Feitas essas considerações somente aclaradoras e introdutórias, passemos a dispender maiores esforços quanto à própria inconstitucionalidade da EC nº 32/01 no que se refere aos aspectos da medida provisória no âmbito tributário, principalmente, por afronta aos princípios constitucionais da anterioridade, aqui já debatido e demonstrado e o da estrita legalidade tributária, centro de estudo em separado [7], abordando-se, também, em apartado as considerações sobre a natureza jurídica do instrumento em tela.
2. O PRINCÍPIO DA ESTRITA LEGALIDADE TRIBUTÁRIA
A idéia da estrita legalidade decorre do próprio Estado de Direito, segundo máxime vige a recomendação de que ninguém será obrigado a fazer ou deixar de fazer alguma coisa, senão em virtude de lei expressa que assim determine.
A lei, como ato normativo dotado de generalidade e abstração, provindo do Poder Legislativo, composto por membros eleitos pelo povo, constitui, ao menos em tese, a forma de externar a vontade deste, de modo a regular a vida em sociedade em vista do alcance ou, pelo menos, a busca do bem comum.
Ademais isso, a lei também serve como parâmetro de atuação do próprio Poder Público, que em um Estado de Direito encontra-se vinculado à estrita observância das disposições legais, as quais, noutra banda, de forma inarredável, devem seguir os ditames norteadores estabelecidos pela Carta Política, aonde encontra o seu fundamento de validade.
Consideração interessante de ser lembrada é que o controle da legalidade, bem como da constitucionalidade dessas mesmas leis, está centrado nos Órgãos Judiciários, a quem é dada a incumbência de "dizer o direito".
Neste trilhar, ao indivíduo no Estado de Direito brasileiro é dada a força de fazer ou deixar de fazer alguma coisa, tão somente, em virtude de lei, conforme borcardo jurídico cuique facere licet nisi quid iure prohibitur, nos moldes estabelecidos pelo art. 5º, inciso II, da Constituição de 1988. De outro ver, a Administração Pública somente fará algo se a lei assim estabelecer, sendo vedada a esta a atuação sem a expressa previsão legal.
O referido princípio teve necessário reforço no direito tributário pátrio, tratado como estrita legalidade tributária, de acordo com o art. 150, inciso I, da Carta Republicana, em face de se prestar como restrição ao Estado em relação aos direitos fundamentais da propriedade, patrimônio e da liberdade do indivíduo.

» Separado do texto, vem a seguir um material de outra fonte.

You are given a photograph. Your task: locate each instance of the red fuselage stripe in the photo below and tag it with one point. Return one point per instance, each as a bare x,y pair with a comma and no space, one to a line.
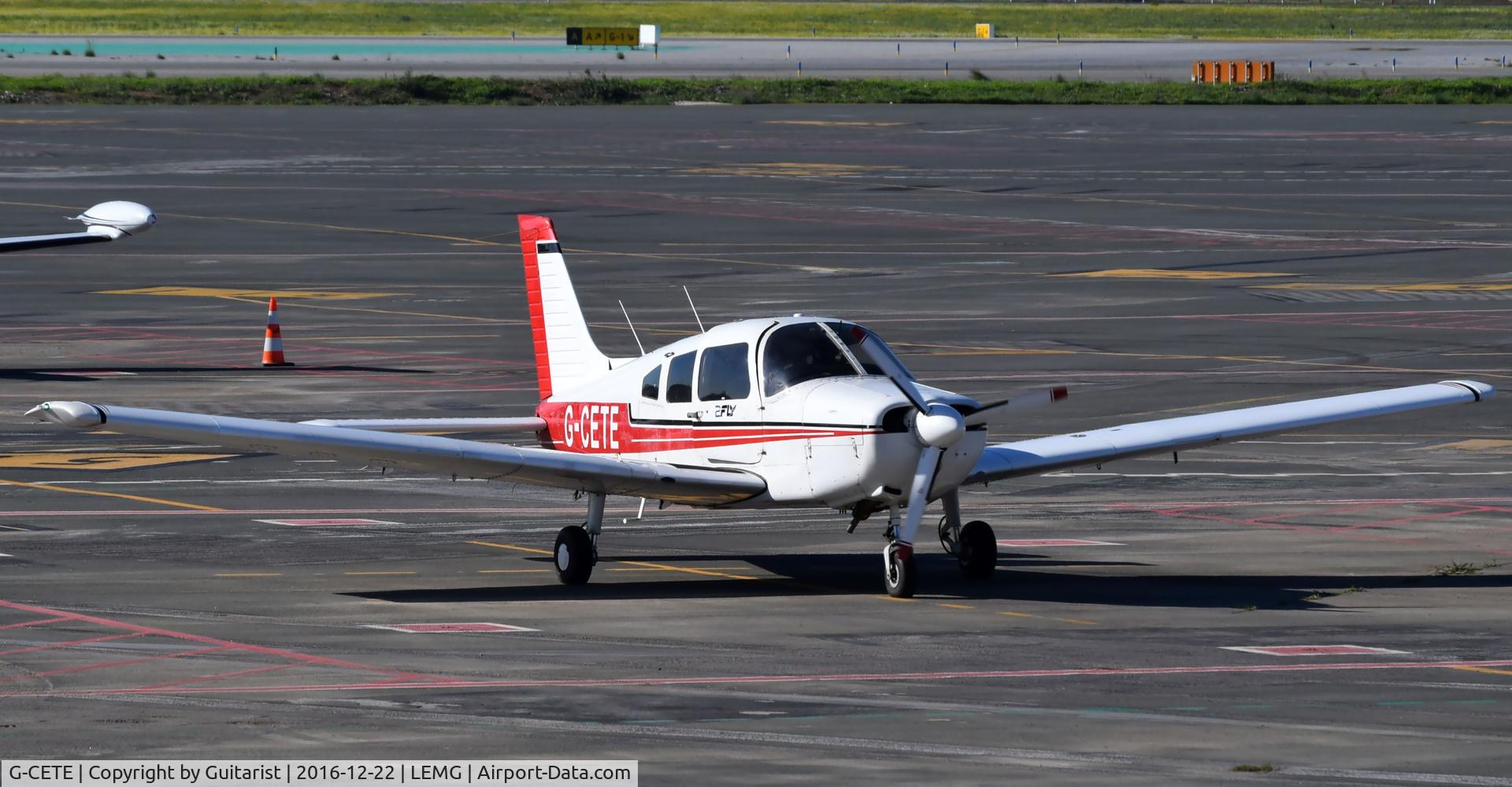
532,294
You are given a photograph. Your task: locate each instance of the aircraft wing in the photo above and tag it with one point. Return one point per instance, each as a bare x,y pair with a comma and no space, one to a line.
447,456
435,424
105,221
1095,447
49,241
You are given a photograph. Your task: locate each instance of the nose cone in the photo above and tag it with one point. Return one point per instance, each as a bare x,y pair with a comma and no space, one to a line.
69,414
941,425
124,217
849,400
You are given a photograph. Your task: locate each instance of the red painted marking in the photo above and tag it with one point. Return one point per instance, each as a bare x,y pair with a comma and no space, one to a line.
447,629
1317,650
218,677
536,229
1221,670
106,665
1054,542
70,644
324,522
220,644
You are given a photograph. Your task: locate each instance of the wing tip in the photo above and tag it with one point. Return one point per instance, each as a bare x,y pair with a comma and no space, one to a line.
1479,389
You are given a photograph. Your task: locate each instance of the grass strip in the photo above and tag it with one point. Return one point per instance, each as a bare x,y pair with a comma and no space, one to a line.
1337,19
596,91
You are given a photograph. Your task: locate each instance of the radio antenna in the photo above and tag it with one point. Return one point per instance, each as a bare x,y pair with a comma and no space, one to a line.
695,309
632,329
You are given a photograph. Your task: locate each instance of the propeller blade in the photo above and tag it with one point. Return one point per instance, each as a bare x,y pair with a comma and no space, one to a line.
918,494
1025,402
889,365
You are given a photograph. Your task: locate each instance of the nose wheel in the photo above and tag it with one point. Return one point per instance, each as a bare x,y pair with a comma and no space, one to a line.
900,577
575,555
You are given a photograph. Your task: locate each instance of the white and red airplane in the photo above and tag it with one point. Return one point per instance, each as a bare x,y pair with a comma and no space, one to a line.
105,221
759,414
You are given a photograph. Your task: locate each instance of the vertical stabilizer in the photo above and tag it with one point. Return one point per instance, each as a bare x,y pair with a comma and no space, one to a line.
565,353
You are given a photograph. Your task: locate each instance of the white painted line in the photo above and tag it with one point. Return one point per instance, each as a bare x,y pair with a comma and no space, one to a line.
1317,650
325,522
454,629
1054,542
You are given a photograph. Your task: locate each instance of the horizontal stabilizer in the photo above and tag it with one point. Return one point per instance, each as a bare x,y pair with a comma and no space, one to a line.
445,456
435,424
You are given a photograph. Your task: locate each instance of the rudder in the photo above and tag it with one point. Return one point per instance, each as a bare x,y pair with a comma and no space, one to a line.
565,351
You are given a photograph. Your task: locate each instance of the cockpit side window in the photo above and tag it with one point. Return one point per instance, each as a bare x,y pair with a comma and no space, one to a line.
869,348
650,386
799,353
724,373
680,377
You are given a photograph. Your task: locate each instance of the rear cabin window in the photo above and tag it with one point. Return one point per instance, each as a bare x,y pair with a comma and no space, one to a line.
800,353
680,377
724,373
650,386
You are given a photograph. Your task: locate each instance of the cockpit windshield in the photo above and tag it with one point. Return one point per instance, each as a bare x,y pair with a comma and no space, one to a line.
800,353
869,350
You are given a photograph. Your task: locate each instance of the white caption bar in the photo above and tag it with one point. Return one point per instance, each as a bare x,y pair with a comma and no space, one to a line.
318,774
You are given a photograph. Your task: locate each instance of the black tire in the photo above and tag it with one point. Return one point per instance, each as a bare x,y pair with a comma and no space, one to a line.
977,551
900,577
573,555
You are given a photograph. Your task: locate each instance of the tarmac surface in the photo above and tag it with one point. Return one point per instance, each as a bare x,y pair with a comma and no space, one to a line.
165,601
928,58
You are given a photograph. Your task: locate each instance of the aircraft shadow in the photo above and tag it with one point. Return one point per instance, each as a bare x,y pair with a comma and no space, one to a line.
859,574
94,373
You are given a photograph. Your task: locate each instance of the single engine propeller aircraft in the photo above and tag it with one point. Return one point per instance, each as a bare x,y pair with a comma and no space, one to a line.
759,414
105,221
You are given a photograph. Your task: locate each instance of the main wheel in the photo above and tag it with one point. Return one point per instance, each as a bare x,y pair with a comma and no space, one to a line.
900,575
573,555
977,551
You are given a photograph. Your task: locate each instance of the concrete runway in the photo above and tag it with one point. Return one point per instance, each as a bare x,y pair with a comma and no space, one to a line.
1160,261
1002,58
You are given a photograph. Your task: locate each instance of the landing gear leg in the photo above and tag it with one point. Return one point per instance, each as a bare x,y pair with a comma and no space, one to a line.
578,545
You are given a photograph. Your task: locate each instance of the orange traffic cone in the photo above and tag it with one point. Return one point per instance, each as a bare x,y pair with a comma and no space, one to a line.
272,341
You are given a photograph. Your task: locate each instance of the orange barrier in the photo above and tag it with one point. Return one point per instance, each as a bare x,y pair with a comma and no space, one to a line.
272,338
1232,72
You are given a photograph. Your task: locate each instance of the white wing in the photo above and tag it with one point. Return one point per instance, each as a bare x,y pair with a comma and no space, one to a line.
1043,455
447,456
105,221
435,424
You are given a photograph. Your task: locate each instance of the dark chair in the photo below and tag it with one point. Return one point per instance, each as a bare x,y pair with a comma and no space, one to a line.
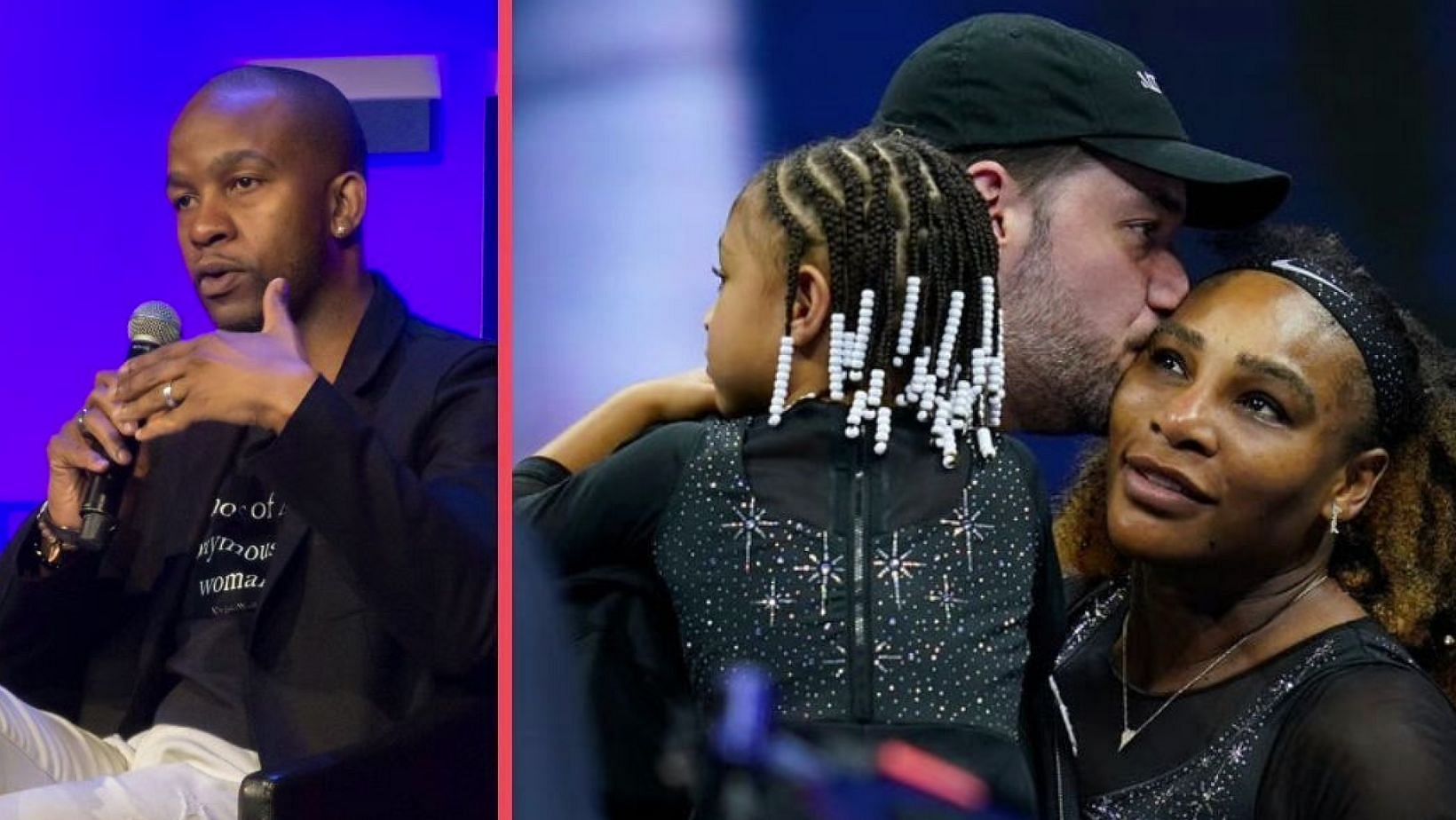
439,765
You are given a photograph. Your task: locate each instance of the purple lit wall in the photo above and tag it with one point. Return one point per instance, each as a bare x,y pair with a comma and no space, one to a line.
88,93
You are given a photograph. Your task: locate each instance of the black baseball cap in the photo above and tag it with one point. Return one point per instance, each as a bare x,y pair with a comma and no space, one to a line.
1002,81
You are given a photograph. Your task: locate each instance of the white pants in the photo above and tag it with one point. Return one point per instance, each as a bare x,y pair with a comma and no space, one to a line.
54,769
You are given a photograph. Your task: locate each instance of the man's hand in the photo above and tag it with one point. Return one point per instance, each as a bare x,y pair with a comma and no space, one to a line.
243,379
73,452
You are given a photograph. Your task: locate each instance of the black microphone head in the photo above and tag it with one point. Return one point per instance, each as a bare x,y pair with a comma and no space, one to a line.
154,324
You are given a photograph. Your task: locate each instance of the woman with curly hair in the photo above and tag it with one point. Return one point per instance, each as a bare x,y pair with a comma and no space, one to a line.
1267,551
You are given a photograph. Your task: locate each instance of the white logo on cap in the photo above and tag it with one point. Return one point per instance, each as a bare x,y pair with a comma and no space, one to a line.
1289,265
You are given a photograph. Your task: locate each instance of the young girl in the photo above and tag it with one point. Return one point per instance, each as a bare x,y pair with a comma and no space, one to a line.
853,524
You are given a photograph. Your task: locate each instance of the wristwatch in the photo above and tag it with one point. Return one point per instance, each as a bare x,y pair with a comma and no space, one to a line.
56,542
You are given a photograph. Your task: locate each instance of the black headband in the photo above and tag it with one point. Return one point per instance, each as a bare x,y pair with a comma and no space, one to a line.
1387,350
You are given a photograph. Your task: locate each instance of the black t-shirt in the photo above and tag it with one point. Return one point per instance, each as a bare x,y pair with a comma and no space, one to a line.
657,501
226,583
1340,726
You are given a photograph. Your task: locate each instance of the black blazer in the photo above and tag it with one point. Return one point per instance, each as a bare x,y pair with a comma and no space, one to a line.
380,597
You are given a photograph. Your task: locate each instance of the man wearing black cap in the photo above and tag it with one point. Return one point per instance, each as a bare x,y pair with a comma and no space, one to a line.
1088,174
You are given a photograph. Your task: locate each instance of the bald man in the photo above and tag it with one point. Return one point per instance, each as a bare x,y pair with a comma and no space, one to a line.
306,551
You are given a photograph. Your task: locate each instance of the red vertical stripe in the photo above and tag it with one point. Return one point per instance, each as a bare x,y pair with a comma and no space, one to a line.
505,624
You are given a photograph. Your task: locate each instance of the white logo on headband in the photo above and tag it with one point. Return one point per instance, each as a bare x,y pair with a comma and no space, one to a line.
1289,265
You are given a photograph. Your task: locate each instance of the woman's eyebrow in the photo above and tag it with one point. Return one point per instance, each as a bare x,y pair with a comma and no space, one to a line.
1276,370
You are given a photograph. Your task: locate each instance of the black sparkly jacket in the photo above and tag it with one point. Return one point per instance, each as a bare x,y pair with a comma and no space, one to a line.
887,595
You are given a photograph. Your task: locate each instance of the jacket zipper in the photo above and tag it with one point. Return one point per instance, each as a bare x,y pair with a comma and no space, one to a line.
861,656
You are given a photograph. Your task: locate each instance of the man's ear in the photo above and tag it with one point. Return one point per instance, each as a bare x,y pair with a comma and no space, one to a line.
348,199
998,188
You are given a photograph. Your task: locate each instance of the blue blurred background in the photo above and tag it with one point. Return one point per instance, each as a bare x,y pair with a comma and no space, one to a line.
637,122
88,93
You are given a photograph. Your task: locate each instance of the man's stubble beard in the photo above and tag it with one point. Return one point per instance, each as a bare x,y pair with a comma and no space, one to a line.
1053,381
302,272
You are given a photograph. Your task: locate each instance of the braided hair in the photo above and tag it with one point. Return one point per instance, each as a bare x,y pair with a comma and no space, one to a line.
1398,556
896,220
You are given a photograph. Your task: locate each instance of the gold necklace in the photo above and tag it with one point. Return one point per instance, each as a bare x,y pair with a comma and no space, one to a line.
1130,733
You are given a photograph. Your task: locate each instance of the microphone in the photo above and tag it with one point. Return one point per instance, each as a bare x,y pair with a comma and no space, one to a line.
152,325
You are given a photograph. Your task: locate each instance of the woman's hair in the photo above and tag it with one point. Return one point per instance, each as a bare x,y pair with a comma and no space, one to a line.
1398,556
875,210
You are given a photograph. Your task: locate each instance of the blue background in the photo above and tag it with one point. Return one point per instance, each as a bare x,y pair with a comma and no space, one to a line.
637,125
88,95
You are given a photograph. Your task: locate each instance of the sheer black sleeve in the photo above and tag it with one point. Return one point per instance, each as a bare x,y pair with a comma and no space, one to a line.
607,513
1373,743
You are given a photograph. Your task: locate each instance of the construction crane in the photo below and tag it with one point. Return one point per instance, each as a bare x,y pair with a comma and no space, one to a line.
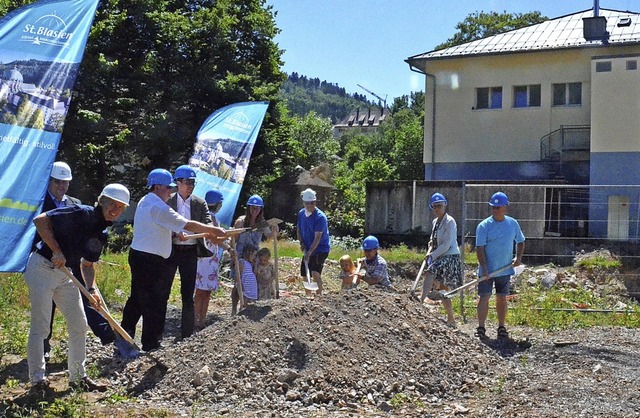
373,94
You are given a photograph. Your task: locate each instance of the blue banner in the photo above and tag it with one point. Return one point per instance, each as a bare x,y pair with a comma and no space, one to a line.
223,150
41,46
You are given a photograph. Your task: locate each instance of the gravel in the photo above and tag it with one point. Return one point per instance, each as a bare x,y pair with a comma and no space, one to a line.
369,352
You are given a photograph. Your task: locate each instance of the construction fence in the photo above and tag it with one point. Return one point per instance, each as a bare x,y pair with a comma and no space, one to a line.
559,221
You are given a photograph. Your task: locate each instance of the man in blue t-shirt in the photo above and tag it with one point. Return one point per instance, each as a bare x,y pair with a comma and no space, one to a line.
313,234
495,238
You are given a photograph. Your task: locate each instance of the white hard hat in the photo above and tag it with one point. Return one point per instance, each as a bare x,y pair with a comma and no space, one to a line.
61,171
308,195
116,192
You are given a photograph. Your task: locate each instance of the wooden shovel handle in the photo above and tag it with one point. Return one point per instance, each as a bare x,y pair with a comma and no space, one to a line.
103,311
236,262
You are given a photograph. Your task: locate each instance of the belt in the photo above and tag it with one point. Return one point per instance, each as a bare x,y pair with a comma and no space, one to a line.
178,247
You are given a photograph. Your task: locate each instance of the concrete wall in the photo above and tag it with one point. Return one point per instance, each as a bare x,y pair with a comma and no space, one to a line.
401,208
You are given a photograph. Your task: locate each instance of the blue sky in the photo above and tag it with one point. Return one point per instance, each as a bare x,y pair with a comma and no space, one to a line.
351,42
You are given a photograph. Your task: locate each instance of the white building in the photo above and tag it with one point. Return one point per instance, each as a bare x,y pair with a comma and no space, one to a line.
559,100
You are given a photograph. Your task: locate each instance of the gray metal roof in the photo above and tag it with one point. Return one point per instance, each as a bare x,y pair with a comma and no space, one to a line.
562,32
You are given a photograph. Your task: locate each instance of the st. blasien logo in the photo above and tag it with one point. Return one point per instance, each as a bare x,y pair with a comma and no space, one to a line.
47,30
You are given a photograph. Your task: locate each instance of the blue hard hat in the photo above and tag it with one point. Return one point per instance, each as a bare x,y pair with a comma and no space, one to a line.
499,199
213,196
370,243
255,200
184,172
437,198
160,176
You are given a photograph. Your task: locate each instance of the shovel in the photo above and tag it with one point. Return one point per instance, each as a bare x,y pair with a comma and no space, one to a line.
354,282
309,285
448,295
238,278
131,350
236,231
275,266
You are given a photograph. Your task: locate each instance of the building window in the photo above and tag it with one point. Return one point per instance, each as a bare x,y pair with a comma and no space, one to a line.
489,98
526,96
565,94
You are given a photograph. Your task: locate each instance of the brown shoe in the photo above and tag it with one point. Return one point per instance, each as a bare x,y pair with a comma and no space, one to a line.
43,386
87,385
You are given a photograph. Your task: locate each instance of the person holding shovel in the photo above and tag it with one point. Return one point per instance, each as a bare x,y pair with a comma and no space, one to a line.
254,215
185,251
55,197
73,237
313,235
444,269
495,238
151,272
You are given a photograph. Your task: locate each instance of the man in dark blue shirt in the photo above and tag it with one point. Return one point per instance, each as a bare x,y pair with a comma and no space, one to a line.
73,237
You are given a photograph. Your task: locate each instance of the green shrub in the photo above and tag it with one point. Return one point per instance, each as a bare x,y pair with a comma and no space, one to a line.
120,240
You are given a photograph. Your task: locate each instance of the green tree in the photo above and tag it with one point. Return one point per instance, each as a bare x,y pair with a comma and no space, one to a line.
315,135
480,25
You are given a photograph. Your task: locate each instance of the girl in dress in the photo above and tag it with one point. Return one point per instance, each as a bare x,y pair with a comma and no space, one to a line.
347,272
265,274
208,267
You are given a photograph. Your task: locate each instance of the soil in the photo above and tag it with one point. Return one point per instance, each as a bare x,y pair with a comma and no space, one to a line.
365,352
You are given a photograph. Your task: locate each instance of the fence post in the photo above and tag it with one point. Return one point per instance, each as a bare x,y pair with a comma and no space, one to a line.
463,232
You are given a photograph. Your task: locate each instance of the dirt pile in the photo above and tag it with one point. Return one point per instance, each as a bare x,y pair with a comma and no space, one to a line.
354,351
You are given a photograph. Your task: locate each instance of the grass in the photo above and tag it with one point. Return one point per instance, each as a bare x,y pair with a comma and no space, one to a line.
113,277
534,307
397,254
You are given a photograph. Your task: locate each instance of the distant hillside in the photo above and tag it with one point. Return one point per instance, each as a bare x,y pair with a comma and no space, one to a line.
304,94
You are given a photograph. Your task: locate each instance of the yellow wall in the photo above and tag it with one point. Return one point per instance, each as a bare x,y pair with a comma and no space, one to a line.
463,134
615,101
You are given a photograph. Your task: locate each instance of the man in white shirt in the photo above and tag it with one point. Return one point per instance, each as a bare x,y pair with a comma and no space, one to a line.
151,273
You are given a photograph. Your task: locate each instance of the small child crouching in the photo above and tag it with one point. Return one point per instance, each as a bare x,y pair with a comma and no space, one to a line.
265,274
347,273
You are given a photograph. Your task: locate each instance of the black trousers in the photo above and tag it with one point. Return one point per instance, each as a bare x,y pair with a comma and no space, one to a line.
184,258
150,288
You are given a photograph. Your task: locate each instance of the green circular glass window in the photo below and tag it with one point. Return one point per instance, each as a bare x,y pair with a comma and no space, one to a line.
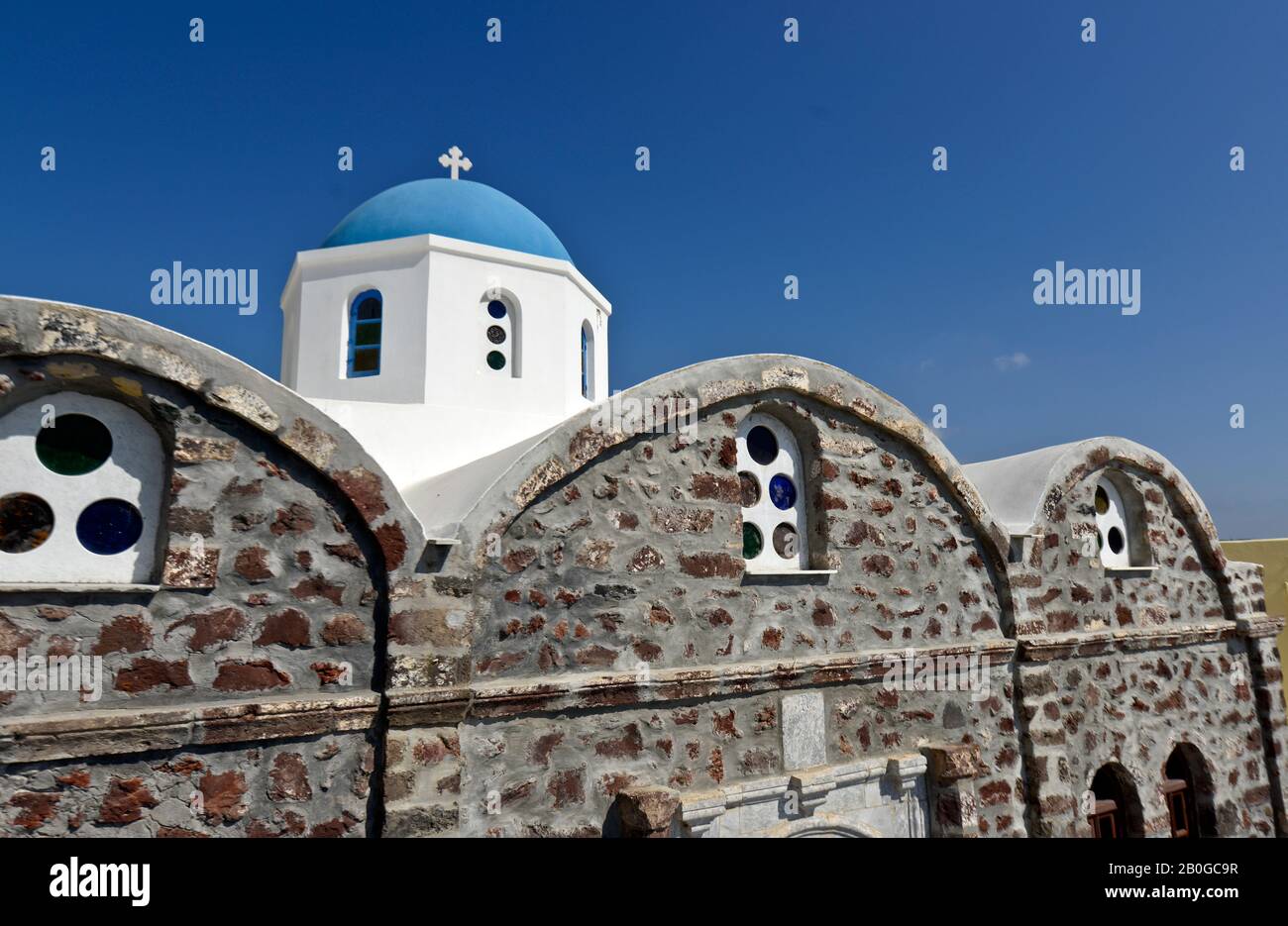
75,445
26,522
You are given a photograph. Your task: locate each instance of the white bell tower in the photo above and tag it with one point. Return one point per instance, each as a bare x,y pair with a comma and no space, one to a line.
441,324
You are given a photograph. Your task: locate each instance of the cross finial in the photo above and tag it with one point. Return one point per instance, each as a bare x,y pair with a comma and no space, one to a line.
455,161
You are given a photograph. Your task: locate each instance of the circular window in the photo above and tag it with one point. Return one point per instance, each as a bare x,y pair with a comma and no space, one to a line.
26,522
76,445
782,492
785,541
752,541
761,445
108,526
1102,500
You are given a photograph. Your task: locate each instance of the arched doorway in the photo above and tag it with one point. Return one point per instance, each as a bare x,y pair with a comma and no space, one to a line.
1116,813
1188,793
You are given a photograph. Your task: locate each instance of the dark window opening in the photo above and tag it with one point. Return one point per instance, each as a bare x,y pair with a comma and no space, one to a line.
366,320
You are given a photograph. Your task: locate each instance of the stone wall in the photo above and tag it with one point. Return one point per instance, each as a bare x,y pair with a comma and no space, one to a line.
1122,668
608,638
240,686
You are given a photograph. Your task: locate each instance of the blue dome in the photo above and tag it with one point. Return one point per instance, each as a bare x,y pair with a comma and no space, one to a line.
455,209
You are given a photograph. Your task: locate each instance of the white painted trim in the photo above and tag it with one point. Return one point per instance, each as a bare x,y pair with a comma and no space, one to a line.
764,514
325,261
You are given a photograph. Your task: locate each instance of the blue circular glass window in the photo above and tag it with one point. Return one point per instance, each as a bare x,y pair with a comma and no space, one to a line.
782,492
761,445
108,526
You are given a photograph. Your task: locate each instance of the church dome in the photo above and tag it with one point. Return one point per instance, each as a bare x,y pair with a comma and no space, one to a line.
455,209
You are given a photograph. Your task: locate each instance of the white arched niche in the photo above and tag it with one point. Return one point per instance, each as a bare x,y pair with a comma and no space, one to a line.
130,474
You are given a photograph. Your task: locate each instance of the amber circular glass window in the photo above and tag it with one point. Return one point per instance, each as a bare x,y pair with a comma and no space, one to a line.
26,522
75,445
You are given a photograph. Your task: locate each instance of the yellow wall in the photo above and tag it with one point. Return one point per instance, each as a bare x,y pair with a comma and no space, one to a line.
1273,556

Regramento direcionado ao próprio Estado (direito de 1ª geração), consistente em deixar de fazer, valendo novamente a menção da assertiva nullum tributum sine lege.
Cumpre lembrarmos também, quando tratamos de estrita legalidade, que não basta que o tributo seja criado ou instituído por lei, mas que todos os aspectos deste esteja presente em diploma legal. Assim, a norma tributária devem estar identificados todos elementos da mesma como hipótese de incidência, fato jurídico tributário imponível, sujeitos ativo e passivo, fatores aritméticos (base de cálculo e alíquota), forma de lançamento e extinção, creditamentos, etc, sob pena de ilegalidade por omissão ou, ainda, a inconstitucionalidade de portarias, resoluções, instruções normativas ou qualquer outro ato administrativo que verse sobre matéria de estrita observância legal, aspectos da norma tributária.
Assim, o tributo deve nascer de lei, que pormenorize todos os aspectos da regra tributária, bem como seja esta lei, decorrente do Órgão Legislativo e que este seja competente para tanto.
Devemos, por fim, salientarmos que existem algumas exceções constitucionais ao princípio da legalidade. São elas: II, IE, IPI, IOF, em face da extrafiscalidade desses impostos e da necessidade de rápida manipulação do mesmo, principalmente, como meio de controle econômico, entretanto, ainda assim, essa atuação é restrita nos moldes de lei anterior que determina certos limites.
Última consideração interessante a ser lembrada nesse tópico encontra guarida na extrema semelhança existente entre o direito tributário e o direito penal, decorrentes da idéia de tipo fechado, é o denominado princípio da tipicidade cerrada.
Corolário do princípio da estrita legalidade, não basta que o ente tributante atue dentro dos ditames da lei, mas também, que o fato jurígeno esteja estritamente subsumido na disposição legal.
A tipicidade cerrada é a necessidade de precisa subsunção entre o fato ocorrido e a expressa determinação legal como sendo aquele fato ser juridicamente hábil a produzir o nascimento de uma obrigação tributária, assim como, mutatis mutantis, ocorre no direito penal.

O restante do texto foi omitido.